Costarring in both Dean and Don’t Think Twice is Gillian Jacobs, currently enjoying a career high with these films and the series Love. among an ensemble which includes Mike Birbiglia, Keegan-Michael Key, Kate Micucci, Chris Gethard, and Tami Sagher, Jacobs manages to stand out for her soulful work as a comic unwilling to move on from her improv group, despite them growing apart. But kudos are also owed to Birbiglia for writing 6 characters who manage to feel fully lived in and deeply flawed, especially his own character. While the film is about comedians and set in an improv club (and a fictional Saturday Night comedy show) the movie’s ability to embrace the more serious story elements for extended sections without the pressure to get back to the funny demonstrates why Birbiglia’s signature storytelling style of comedy is enhanced by his growing talents as a director.
But the narratives aren’t the only comedies at the festival. The documentary section has found and embraced humorous documentaries, a rare trend in festival programming. This year the festival has at least four which should appeal to those looking to fill their comedy desires. Tickling Giants documents a political satirist you’ve probably never heard off before, Bassem Youssef, who is so popular he’s referred to as the Jon Stewart of Egypt. The Last Laugh is a psychological documentary asking the question of comedians, “is it okay to joke about Nazi’s and holocaust” and features loads of interviews from celebrity comics and clips from TV and films that actually went there.
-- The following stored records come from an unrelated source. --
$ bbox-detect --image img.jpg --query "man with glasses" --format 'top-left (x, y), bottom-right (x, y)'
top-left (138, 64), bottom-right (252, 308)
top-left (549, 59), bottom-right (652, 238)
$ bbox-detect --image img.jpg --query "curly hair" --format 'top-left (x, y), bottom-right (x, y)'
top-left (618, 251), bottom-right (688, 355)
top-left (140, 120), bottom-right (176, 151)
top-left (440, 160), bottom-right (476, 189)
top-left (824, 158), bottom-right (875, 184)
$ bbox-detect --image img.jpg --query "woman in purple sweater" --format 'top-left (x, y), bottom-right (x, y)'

Another documentary, Pistol Shrimps, tells the story of the winning season of the girls basketball team in Hollywood made up largely of female comics who often offer hilarious interviews (along with the mess of comedy supporters who come to their games).
But the funniest documentary (and one of the funniest films of the year in general) is My Scientology Movie, hosted by Louis Theroux and directed by John Dower. After being denied access to anyone within Scientology, Theroux tries to do the next best thing and goes to a former church official to recreate and understand their methods. The naturally funny Theroux keeps the documentary moving by continually asking questions about some of the absurdities surrounding scientology. From casting session to find the perfect actors to play David Miscavige and Tom Cruise, to simulating scientology methods, and even camera stand-offs between scientology members and Theroux. Even an argument over whether or not a road is public becomes high quality cringe comedy…with never does so by sacrificing the bigger issues about scientology the film wants to ask. The comedy comes out naturally from the subject and Theroux and Dower simply embraced it.
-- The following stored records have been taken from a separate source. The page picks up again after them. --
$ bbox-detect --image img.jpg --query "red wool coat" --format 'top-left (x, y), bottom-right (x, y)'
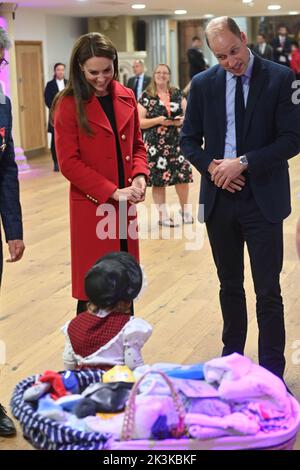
top-left (54, 81), bottom-right (149, 300)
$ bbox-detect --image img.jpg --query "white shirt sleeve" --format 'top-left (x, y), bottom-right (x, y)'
top-left (63, 337), bottom-right (78, 370)
top-left (123, 318), bottom-right (152, 369)
top-left (123, 318), bottom-right (152, 348)
top-left (61, 321), bottom-right (77, 370)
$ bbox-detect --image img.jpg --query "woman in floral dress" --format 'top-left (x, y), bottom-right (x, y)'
top-left (138, 64), bottom-right (193, 226)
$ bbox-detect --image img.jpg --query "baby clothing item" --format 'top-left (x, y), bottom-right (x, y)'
top-left (55, 394), bottom-right (83, 412)
top-left (80, 381), bottom-right (133, 413)
top-left (37, 395), bottom-right (66, 422)
top-left (166, 364), bottom-right (205, 380)
top-left (62, 311), bottom-right (152, 370)
top-left (62, 370), bottom-right (79, 394)
top-left (102, 365), bottom-right (135, 383)
top-left (187, 398), bottom-right (231, 417)
top-left (23, 382), bottom-right (51, 402)
top-left (218, 363), bottom-right (290, 414)
top-left (185, 411), bottom-right (260, 436)
top-left (39, 370), bottom-right (68, 400)
top-left (204, 353), bottom-right (252, 383)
As the indie world continues to see a glut of “indie films” and all the conventions and tropes that means, the comedic films tend to stand out because even narrative similarities vary in comic perspective. While issue dramas can wear their cause on their sleeves and horror can follow narrative conventions, the best indie comedies offer their creators comic perspective. None of the filmmakers mentioned above would be confused for one another, and each off something personal and of themselves to be judged and interpreted by audiences. Tribeca would be wise to highlight the high quality comedy they have to offer New Yorkers.